3. When there is a bigger investment in the organization, people are more likely to continue with the organization.
When you can elicit members’ interest in checking in to the online community at regular intervals, you’ve gotten their attention and their commitment. Now, you have to hang onto it! Nir Eyal, in his book Hooked: How to Build Habit-Forming Products, describes a sort of philosophy of habits, with four key requirements for making product usage a habit:
- Variable Reward
Let’s look at Facebook as an example. A Facebook user is triggered by receiving notifications. He takes the actions of signing in, reading the notifications, and perhaps responding to them or posting other topics. When the Facebook user gets a lot of “likes” or responses (engagement of his own, if you will) he gets a variable reward – in this case, a sense of gratification that his presence was acknowledged. Since our Facebook user has made such an investment in the platform – by creating an account, checking it daily, interacting with friends and colleagues – he’s unlikely to abandon it and will in all probability remain invested and involved in the Facebook community.

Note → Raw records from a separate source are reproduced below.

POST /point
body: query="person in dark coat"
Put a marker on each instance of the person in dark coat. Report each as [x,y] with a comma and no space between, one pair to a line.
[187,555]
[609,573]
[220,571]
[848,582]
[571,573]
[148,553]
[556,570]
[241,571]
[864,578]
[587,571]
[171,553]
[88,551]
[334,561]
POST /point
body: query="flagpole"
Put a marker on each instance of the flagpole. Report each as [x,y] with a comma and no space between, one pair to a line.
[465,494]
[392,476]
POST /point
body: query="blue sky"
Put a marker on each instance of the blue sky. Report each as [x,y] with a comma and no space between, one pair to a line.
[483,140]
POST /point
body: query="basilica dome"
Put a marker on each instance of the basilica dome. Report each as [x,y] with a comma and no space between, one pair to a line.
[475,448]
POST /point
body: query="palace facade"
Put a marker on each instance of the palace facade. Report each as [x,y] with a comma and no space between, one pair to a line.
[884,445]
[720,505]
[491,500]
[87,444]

It’s the same with your community. If you take the time to build the relationship, supplying a variety of triggers that evoke actions and offering rewards – often just intangible feelings of satisfaction or inclusion – your users will continue to stay loyal to you, which will bring return to your business for years.
Anyway you slice it, there is a cost associated with starting and running an online community. While it offers a lot of intrinsic value for your members, ultimately its implementation needs to be the right business decision for your organization. Be on constant look-out for indications of direct return on investment, as it will help ensure the sustainability of your endeavor.